Not only does 3GPP define a completely new air interface referred to as Evolved UMTS Terrestrial Radio Access Network (E-UTRAN) but also an Evolved Packet Core (EPC) as part of the System Architecture Evolution. The latter represents the framework for an evolution or migration of the 3GPP system to a higher-data rate, lower-latency, packet-optimized system that supports multiple radio access technologies (RATs). It is based on a flat, simplified all IP-based architecture with a reduced number of network entities, a new Quality of Service concept, and the support of seamless mobility between heterogeneous access networks. 3GPP has completed the standardization and first EPC networks are already in operation.


This training course will provide participants with a detailed understanding of the general EPC architecture and protocols that form part of the latest version of 3GPP specifications. In detail, the course covers the architectural layout and the newly-defined network nodes in the Evolved Packet Core (EPC) network. All relevant interfaces between these nodes and the Enhanced UMTS Terrestrial Radio Access Network (E-UTRAN) as well as the underlying protocol stack will be explained. A special focus will be on Non-Access Stratum (NAS) signaling between User Equipment (UE) in the E-UTRAN and EPC network, as well as on the overall Quality-of-Service (QoS) concept. Moreover, authentication, addressing, security and location management within the service area will be treated. One final aspect will be coupling of the EPC network with previously standardized 3GPP radio access networks (e.g. the UTRAN) and other potential non-3GPP IP-based access networks (e.g. WiMAX).

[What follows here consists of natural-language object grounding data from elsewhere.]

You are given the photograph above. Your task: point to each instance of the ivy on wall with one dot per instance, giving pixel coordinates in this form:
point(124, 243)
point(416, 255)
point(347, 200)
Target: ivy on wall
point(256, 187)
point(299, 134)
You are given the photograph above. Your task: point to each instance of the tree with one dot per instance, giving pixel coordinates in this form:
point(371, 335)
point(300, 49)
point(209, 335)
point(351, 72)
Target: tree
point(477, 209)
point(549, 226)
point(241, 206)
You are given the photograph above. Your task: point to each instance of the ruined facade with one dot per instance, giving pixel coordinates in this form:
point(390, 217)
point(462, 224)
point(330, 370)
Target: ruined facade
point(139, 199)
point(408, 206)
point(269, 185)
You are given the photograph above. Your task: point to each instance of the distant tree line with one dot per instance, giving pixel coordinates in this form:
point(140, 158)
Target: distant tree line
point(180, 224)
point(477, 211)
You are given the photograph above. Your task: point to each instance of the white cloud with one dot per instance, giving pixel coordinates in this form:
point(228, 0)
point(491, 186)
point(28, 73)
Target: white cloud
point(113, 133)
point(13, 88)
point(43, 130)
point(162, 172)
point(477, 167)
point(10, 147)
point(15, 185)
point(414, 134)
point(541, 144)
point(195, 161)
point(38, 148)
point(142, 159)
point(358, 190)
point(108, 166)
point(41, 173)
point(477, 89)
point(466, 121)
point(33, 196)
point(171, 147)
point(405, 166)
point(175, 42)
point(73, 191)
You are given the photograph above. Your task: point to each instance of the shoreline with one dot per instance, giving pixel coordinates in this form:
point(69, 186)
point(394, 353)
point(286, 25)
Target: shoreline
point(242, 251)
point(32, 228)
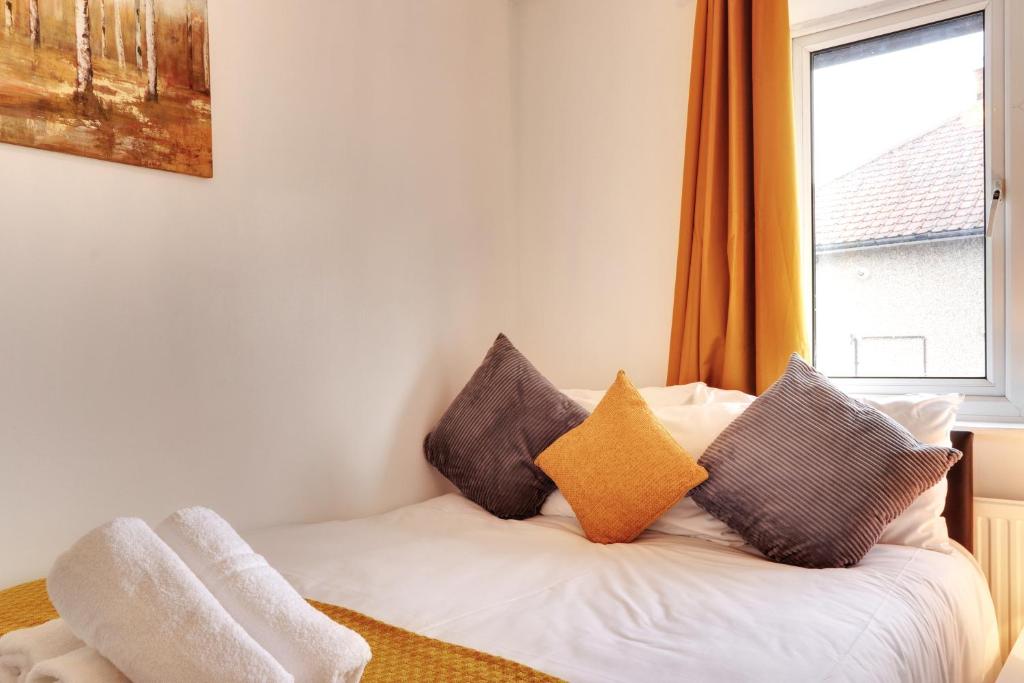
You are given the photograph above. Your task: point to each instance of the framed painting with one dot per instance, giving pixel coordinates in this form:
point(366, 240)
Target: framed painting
point(119, 80)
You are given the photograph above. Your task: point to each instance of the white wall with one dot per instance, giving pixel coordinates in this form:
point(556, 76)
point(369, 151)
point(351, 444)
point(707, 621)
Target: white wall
point(601, 89)
point(273, 342)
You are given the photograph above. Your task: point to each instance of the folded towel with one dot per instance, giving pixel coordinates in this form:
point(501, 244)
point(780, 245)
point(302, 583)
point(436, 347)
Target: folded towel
point(82, 666)
point(125, 593)
point(307, 643)
point(20, 650)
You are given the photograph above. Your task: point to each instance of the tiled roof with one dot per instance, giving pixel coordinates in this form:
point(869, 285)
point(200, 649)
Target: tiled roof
point(930, 187)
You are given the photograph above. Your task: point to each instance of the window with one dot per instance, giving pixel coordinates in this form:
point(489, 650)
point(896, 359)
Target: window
point(902, 145)
point(898, 212)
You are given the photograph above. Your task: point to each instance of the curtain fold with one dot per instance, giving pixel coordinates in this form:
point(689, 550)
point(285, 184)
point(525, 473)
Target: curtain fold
point(738, 302)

Day1 – Evolved Packet Core architecture and entities

Introduction to Evolved Packet Core
•    Recapitulating existing 3GPP GPRS Core network architecture
•    Overview of the new 3GPP Evolved Packet Core (EPC) network architecture
•    Possible coupling of EPC with various IP-based (radio) access networks
•    Extending to roaming case

Voice over IP and IMS Service Architecture
•    Recapitulating TCP/IP protocol suite and DiffServ
•    Circuit and packet switched voice
•    IMS architecture and nodes
•    IMS protocols: SIP, SDP, RTP and RTCP

Mobility Management within SAE
•    Functionality of Mobility Management Entity (MME) node
•    Mobility Management (MM) and Session Management (SM)  
•    S1-MME interface with E-UTRAN and corresponding protocol stack  
•    S11 interface with gateway and corresponding protocol stack
•    EPS Security Management

Gateway Functionality within SAE
•    Functionality of Serving Gateway (S-GW) node
•    S1-U interface with E-UTRAN and the corresponding protocol stack
•    Functionality of Packet Data Network Gateway (P-GW) node
•    S5/S8 interface with S-GW and the corresponding protocol stack
•    IP address allocation issues
•    SGi interface with external IP-based network

Information Storage and Addressing within SAE
•    Context stored inside MME, S-GW, P-GW, and HSS node
•    Hierarchical network node and UE addressing scheme

Day2 – QoS and EPC Procedures as well as multi-radio access

QoS Concept within SAE
•    SAE QoS concept and bearer level parameters
•    Functionality of Policy Control and Charging Rules Function (PCRF) node
•    S7 interface with S-GW and P-GW

Selected NAS Signalling Procedures  
•    Initial Attach
•    Tracking Area Update
•    Service Request
•    S1 Release and Detach
•    Session Management and QoS
•    Intra E-UTRAN Handover

Coupling of EPC Network with GPRS Core Network
•    S3 interface between MME and SGSN and the corresponding protocol stack
•    S4 interface between S-GW and SGSG and the corresponding protocol stack
•    S12-interface for direct tunnel between S-GW and UTRAN and corresponding protocol stack
•    Selected NAS signalling: Routing Area Update, E-UTRAN to UTRAN handover

Brief Overview: Coupling of EPC Network with Trusted non-3GPP Access Network (e.g. WiMAX)
•    S2a interface and the corresponding protocol stack
•    S2c interface and the corresponding protocol stack